The news coverage seemed to feed the controversy and eventually prompted a disgusted President Obama to publicly release his “long-form” birth certificate to ultimately refute an issue that had lingered far too long, taken up far too much of everyone’s time.
On that day, I felt the news coverage was warranted if only to serve finally to dispel the gossip and rumor and innuendo that had taken on a life of its own.
Motivation is key. Gossip and rumors can be potent political tools. I think that was apparent in the birther controversy, but it also is well-illustrated in a popular legend about a former president.
During a run for Congress, Lyndon Baines Johnson is said to have told an aide to start spreading a rumor that his opponent, a farmer, enjoyed carnal relations with a pig. The aide reportedly responded that he could not do that because it was not true. Johnson’s response was along the lines that if his opponent publicly denied the rumor, Johnson would win the election.
In the interest of transparency, I spent a couple of hours Thursday evening googling this, reading various blogs and article, but I was unable to verify the veracity of this legend, which when I first heard of it in the early 1980s was attributed to Gonzo journalist Hunter S. Thompson. I certainly found many similar attributions, but none I would consider authoritative. I hesitated about referencing this at all because of that, yet it is a legend, and legends are difficult to substantiate. But it illustrates the nature of gossip/rumor as a political tool far better than I could myself.
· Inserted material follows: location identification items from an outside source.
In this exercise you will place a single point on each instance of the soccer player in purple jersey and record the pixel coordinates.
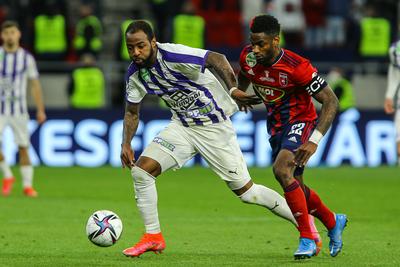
(17, 72)
(200, 124)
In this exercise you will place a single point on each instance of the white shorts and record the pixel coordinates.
(19, 126)
(216, 143)
(397, 124)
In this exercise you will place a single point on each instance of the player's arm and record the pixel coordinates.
(38, 98)
(330, 106)
(131, 122)
(243, 81)
(224, 70)
(388, 105)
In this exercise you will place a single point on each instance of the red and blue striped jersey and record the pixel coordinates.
(286, 87)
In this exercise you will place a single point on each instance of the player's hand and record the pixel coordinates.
(244, 100)
(127, 156)
(303, 153)
(388, 106)
(41, 116)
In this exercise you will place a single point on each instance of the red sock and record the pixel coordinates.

So if you think my writing about it makes me a hypocrite on the issue of gossip, post your thoughts as a comment below.
So frequently, when I encounter gossip, the first question I have to ask is who stands to gain by spreading this juicy tidbit. Gossip frequently is self-serving, as illustrated in the legend about LBJ. Sometimes it is intended to kick someone when he’s down – or when he’s not around to defend himself.